Nestes biorreatores, a alimentação das células é plant-based. Bibiana explica que a melhor forma para crescimento é via adesão com algum substrato. No caso, são microesferas de um vegetal secreto, que funciona como um membro estruturador para a gordura em crescimento. É como um palito que dá suporte para um pé de feijão crescer – caso ele também alimentasse a plantinha.
Enquanto não vão para os biorreatores, as células de gordura suína ficam armazenadas no biobanco da Cellva. Como um punhado de material se multiplica super rápido, a ideia da startup é se tornar autossustentável – e a expectativa é que isso aconteça em 3 anos.

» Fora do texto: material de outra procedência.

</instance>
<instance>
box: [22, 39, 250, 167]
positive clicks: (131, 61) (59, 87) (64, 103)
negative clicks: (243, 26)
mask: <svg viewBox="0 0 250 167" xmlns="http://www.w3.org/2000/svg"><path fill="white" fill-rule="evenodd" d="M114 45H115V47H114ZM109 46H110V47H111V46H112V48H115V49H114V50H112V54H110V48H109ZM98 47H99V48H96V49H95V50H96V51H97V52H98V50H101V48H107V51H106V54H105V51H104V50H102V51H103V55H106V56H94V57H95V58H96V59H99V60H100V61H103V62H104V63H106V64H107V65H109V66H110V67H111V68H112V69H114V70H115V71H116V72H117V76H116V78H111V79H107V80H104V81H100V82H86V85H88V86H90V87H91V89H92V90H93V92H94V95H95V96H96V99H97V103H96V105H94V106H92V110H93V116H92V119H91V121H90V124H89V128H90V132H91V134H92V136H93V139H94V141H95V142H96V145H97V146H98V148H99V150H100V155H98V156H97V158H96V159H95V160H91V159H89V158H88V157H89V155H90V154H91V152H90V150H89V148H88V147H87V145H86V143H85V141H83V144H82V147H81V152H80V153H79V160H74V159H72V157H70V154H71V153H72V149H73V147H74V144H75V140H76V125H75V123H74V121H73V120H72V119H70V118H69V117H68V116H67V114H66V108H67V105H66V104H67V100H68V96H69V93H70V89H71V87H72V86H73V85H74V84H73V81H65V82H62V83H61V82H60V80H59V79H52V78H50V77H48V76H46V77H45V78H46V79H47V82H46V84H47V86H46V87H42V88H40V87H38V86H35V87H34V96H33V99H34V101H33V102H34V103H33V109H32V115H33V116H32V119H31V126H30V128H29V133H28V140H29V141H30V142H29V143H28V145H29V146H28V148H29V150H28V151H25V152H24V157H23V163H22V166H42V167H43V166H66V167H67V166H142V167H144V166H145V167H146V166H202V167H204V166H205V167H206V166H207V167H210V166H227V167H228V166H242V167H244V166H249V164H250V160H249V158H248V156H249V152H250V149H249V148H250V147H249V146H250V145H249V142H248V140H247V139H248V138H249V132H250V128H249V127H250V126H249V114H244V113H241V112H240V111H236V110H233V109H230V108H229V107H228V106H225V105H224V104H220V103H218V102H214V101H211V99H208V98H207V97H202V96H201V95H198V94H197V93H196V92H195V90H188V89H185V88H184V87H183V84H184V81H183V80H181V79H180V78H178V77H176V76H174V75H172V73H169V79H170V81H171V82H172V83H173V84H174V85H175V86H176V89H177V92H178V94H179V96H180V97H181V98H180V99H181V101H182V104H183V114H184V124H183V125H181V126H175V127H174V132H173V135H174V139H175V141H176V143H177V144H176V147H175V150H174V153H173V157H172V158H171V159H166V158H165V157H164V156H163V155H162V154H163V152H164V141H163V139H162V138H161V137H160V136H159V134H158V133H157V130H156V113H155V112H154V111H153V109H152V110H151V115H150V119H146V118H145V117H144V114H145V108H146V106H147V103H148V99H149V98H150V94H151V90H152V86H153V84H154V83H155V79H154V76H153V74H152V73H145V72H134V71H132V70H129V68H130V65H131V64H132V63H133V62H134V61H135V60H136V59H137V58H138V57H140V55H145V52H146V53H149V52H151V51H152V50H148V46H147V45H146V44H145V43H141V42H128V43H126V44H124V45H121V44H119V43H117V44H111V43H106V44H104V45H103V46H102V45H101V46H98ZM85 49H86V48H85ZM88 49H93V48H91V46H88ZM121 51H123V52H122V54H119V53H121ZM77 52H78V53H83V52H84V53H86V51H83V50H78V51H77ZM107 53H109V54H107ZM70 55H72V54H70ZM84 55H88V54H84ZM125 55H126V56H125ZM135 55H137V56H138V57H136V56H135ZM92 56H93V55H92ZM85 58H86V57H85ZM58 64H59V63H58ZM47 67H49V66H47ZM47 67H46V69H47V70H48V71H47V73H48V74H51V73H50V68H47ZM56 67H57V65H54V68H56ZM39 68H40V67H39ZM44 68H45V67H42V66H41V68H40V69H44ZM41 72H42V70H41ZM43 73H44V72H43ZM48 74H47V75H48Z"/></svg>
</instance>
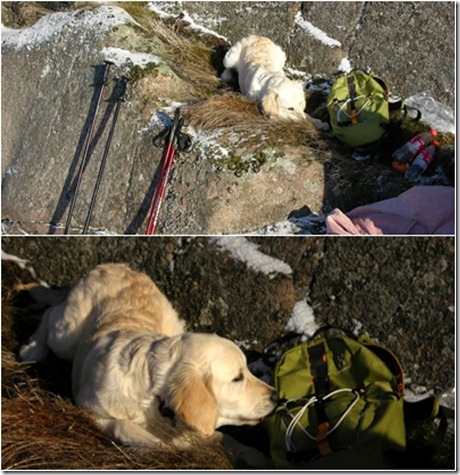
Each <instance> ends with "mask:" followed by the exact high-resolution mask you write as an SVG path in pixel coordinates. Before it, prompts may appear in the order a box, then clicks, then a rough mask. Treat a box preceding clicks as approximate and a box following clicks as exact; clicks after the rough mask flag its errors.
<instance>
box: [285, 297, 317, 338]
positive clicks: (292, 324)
mask: <svg viewBox="0 0 460 475" xmlns="http://www.w3.org/2000/svg"><path fill="white" fill-rule="evenodd" d="M318 328H319V326H318V325H317V324H316V322H315V315H314V313H313V309H312V308H311V307H310V305H308V303H307V302H306V301H305V300H301V301H300V302H297V303H296V304H295V305H294V308H293V309H292V314H291V318H290V319H289V320H288V322H287V323H286V327H285V331H286V332H290V331H293V332H296V333H299V334H302V335H306V336H307V337H311V336H312V335H313V334H314V333H315V331H316V330H318Z"/></svg>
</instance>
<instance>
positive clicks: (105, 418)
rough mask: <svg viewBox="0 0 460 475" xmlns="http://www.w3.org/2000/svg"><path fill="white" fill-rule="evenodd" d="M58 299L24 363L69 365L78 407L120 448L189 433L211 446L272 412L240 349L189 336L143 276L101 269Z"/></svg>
mask: <svg viewBox="0 0 460 475" xmlns="http://www.w3.org/2000/svg"><path fill="white" fill-rule="evenodd" d="M54 295H55V298H53V297H52V296H53V293H52V292H47V293H46V298H47V299H48V300H49V302H48V303H51V304H52V305H53V306H52V307H51V308H49V309H48V310H47V311H46V313H45V314H44V316H43V319H42V321H41V324H40V327H39V328H38V330H37V332H36V333H35V334H34V335H33V337H32V338H31V341H30V342H29V343H28V344H27V345H25V346H23V347H22V348H21V350H20V356H21V358H22V359H23V360H24V361H38V360H42V359H43V358H45V357H46V356H47V354H48V352H49V350H50V349H51V350H52V351H53V352H54V353H55V354H56V355H57V356H58V357H60V358H63V359H66V360H68V361H71V362H72V363H73V369H72V385H73V388H72V389H73V394H74V398H75V402H76V404H77V405H78V406H80V407H83V408H86V409H87V410H89V411H90V413H91V414H92V415H93V417H94V418H95V420H96V421H97V422H98V423H99V424H100V426H102V427H103V428H104V429H106V430H107V431H108V432H109V433H110V434H111V435H112V437H113V438H115V439H116V440H118V441H119V442H122V443H125V444H130V445H134V446H145V445H146V446H152V447H161V446H164V445H165V444H169V443H171V442H172V443H174V444H176V442H177V441H176V440H175V439H173V436H172V433H173V432H174V433H175V434H177V432H178V431H179V432H181V431H187V428H188V432H192V433H199V434H201V435H202V436H204V438H211V439H213V438H212V437H211V436H215V435H216V434H219V435H220V433H215V429H216V428H218V427H220V426H223V425H242V424H250V425H253V424H257V423H258V422H259V421H260V420H261V418H263V417H264V416H265V415H267V414H268V413H270V412H271V411H272V410H273V408H274V407H275V405H276V400H277V394H276V391H275V390H274V389H273V388H272V387H270V386H268V385H267V384H265V383H264V382H262V381H260V380H259V379H257V378H256V377H255V376H253V375H252V374H251V373H250V372H249V370H248V368H247V365H246V360H245V357H244V355H243V353H242V352H241V350H240V349H239V348H238V347H237V346H236V345H235V344H234V343H232V342H231V341H230V340H227V339H225V338H221V337H219V336H217V335H214V334H200V333H187V332H185V325H184V322H183V321H182V320H180V319H179V318H178V316H177V313H176V311H175V310H174V309H173V307H172V306H171V304H170V303H169V301H168V300H167V299H166V297H165V296H164V295H163V294H162V293H161V292H160V290H159V289H158V287H157V286H156V285H155V284H154V283H153V282H152V281H151V280H150V278H149V277H147V276H146V275H145V274H141V273H138V272H135V271H133V270H131V269H129V268H128V267H126V266H124V265H121V264H105V265H100V266H98V267H96V268H95V269H94V270H92V271H91V272H89V274H88V275H87V276H85V277H83V278H82V279H81V280H80V281H79V283H78V284H77V285H76V286H75V287H74V288H73V289H72V290H71V291H70V293H69V295H68V297H67V298H66V297H65V296H64V297H62V293H60V294H59V293H56V294H54ZM56 299H58V300H59V299H60V301H56ZM190 429H191V430H190ZM214 438H215V440H221V439H220V438H219V437H214ZM179 446H180V444H179Z"/></svg>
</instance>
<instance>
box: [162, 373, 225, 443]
mask: <svg viewBox="0 0 460 475" xmlns="http://www.w3.org/2000/svg"><path fill="white" fill-rule="evenodd" d="M170 404H171V409H172V410H173V411H174V413H175V414H176V415H177V416H178V417H179V418H180V419H182V420H183V421H184V422H185V423H186V424H187V425H189V426H190V427H193V428H194V429H196V430H198V431H199V432H201V433H202V434H204V435H206V436H210V435H212V434H213V433H214V429H215V427H216V422H217V416H218V411H217V400H216V397H215V396H214V393H213V392H212V389H211V376H210V375H209V376H203V375H201V374H200V373H199V372H198V371H197V370H195V369H192V368H190V367H187V366H184V367H183V368H181V369H179V370H178V371H177V372H176V374H175V378H174V383H173V385H172V392H171V402H170Z"/></svg>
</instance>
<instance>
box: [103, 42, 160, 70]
mask: <svg viewBox="0 0 460 475" xmlns="http://www.w3.org/2000/svg"><path fill="white" fill-rule="evenodd" d="M101 54H102V55H103V56H104V59H105V60H106V61H110V62H112V63H113V64H115V65H116V66H123V65H125V64H127V63H131V64H132V65H133V66H140V67H141V68H142V69H145V68H146V67H147V66H148V65H149V64H152V63H154V64H155V65H158V64H160V58H158V56H154V55H153V54H148V53H133V52H132V51H128V50H125V49H121V48H111V47H107V48H103V49H102V51H101Z"/></svg>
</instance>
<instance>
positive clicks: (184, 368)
mask: <svg viewBox="0 0 460 475" xmlns="http://www.w3.org/2000/svg"><path fill="white" fill-rule="evenodd" d="M177 351H178V358H177V364H176V365H175V366H174V367H173V368H172V372H171V381H170V383H169V386H170V387H169V391H170V394H169V397H168V405H169V406H170V408H171V409H172V410H173V411H174V413H175V414H176V416H178V417H179V418H180V419H182V420H183V421H184V422H185V423H186V424H187V425H189V426H190V427H192V428H194V429H196V430H198V431H199V432H201V433H203V434H205V435H207V436H210V435H211V434H212V433H213V432H214V430H215V429H216V428H218V427H220V426H223V425H243V424H249V425H254V424H257V423H258V422H260V420H261V419H262V418H263V417H264V416H266V415H267V414H269V413H270V412H271V411H272V410H273V409H274V407H275V405H276V401H277V393H276V390H275V389H274V388H272V387H271V386H269V385H268V384H266V383H264V382H263V381H261V380H259V379H258V378H256V377H255V376H254V375H252V374H251V373H250V371H249V369H248V367H247V364H246V358H245V356H244V354H243V352H242V351H241V350H240V349H239V348H238V347H237V346H236V345H235V344H234V343H233V342H231V341H230V340H227V339H225V338H221V337H219V336H217V335H205V334H200V333H195V334H186V335H183V336H182V337H181V339H180V340H179V342H178V347H177Z"/></svg>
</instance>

Na teoria, estas células podem ficar armazenadas por 30 ou 40 anos anos no biobanco, segundo Bibiana. Mas os cientistas ainda vão descobrir qual a validade delas para produção da gordura.
Futuro da empresa
Este mês, a FDA (Food and Drug Administration, a Anvisa americana) aprovou a comercialização de frango cultivado em laboratório, a partir de células animais, pela empresa GOOD Meat. A Singapore Food Agency, Anvisa de Singapura, deu a mesma autorização em janeiro.
Por aqui, Bibiana e Sergio aguardam o desenrolar do processo de autorização para comercialização de sua gordura. Eles estão no primeiro passo desta jornada: está aberta uma consulta pública no site da Anvisa, através da qual a agência recolhe críticas e sugestões sobre o produto.
A dupla afirmou ao Giz Brasil que investiu mais de um milhão de reais “do próprio bolso” para fundar a empresa, mas hoje existem investidores. Também há colaborações voltadas para a troca de figurinhas – porque “quanto mais a gente atua de forma colaborativa, mais a gente amplia o acesso ao conhecimento e aos laboratórios”, afirma Sergio.
Parcerias em vista
Uma parceira da Cellva é a Givaudan, indústria química da Suíça que atua no mercado de aromas e fragrâncias. Outras parceiras são a Universidade Federal do Paraná (UFPR) e a GFI Brasil, ONG mantida com recursos filantrópicos que apoia o desenvolvimento do setor de proteínas alternativas.
Atualmente, a dupla enfrenta certa limitação de espaço, mas pretende construir uma fábrica para a produção da gordura artificial até o final de 2025 – e tem a meta ambiciosa de produzir 11 mil toneladas de gordura até 2030, desde que dê tudo certo com a Anvisa.
Por enquanto, o céu parece o limite. Veja só: como a dieta das células é controlada pelos pesquisadores, eles podem ajustá-la para tentar atingir resultados diferentes. Por isso, a equipe de pesquisa está testando diferentes alimentos para as células para obter diferentes tipos de gordura artificial, com um teor maior ou menos de gordura saturada.
Isso significa que a Cellva poderia trabalhar com gorduras customizadas on demand, atendendo a pedidos de outras empresas, além de montar seu próprio catálogo com diferentes formulações de gordura suína. Mas estas são possibilidades que ainda estão em aberto. Afinal, o próximo passo (essencial para a viabilidade dos planos) é comprovar a segurança do produto.